Once the solenoid is installed, carefully slide/place your Alexa device in the holder. Make sure that the solenoid's plunger is positioned over the "action" button on your device (the small circle symbol). Reconnect the solenoid to your circuit. You can also plug in your Alexa device at this time.

When you speak your wake word (or wake phrase), the Pi will now fire the solenoid which will press the "action" button on your Alexa. The blue "listening" light should turn on. At this point, your Alexa's built-in microphone will take over and listen to the rest of your request and reply. Amazing!

If the solenoid is triggered but the blue light does not come one, it could be because of 2 problems.

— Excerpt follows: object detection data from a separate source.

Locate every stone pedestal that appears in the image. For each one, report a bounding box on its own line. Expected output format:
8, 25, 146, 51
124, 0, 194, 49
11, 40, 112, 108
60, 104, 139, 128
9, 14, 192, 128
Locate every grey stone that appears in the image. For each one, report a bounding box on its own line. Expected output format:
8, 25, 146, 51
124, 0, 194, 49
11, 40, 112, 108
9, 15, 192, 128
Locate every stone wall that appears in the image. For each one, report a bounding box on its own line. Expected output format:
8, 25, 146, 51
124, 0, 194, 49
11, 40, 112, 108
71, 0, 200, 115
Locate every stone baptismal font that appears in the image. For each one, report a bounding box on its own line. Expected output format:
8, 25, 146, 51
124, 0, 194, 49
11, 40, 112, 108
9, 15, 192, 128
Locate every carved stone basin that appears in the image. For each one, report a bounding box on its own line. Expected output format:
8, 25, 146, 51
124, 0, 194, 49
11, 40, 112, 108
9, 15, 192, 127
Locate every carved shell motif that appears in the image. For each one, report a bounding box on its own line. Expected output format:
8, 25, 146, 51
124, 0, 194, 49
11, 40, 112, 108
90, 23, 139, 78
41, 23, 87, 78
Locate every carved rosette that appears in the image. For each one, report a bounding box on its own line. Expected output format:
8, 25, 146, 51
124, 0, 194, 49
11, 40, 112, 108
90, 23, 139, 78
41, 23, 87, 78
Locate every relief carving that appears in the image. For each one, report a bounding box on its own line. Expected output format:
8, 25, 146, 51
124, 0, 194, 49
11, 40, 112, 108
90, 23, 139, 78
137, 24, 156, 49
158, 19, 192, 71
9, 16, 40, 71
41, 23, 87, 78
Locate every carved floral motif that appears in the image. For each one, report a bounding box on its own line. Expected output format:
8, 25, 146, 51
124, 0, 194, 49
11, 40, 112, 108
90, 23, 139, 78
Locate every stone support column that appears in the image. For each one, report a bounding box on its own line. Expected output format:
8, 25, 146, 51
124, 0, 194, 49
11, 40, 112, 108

First, the solenoid might not be directly over the button. This is easy to test. Gently push down on the plunger with your hand and see if it triggers the button press. If not, rotate your Alexa until the button is in the correct location.

Second, the solenoid might not be pressing down with enough force. If this is the case, try a power supply with a slightly higher voltage and amp rating. I would not recommend over 18v 2a for this particular solenoid.

If you don't like the "tapping" sound the solenoid makes when it impacts the device, you can try cutting a small piece of self-adhesive velvet and placing it on top of the button to reduce the sound.

Alexa is capable of speaking in a few different voices. You can say "Alexa, Change your voice" to change it. Try and pick a voice that is appropriate to the wake word or phrase that you have chosen. For example, for my personal "Jarvis", I have changed Alexa's voice to a male British accent.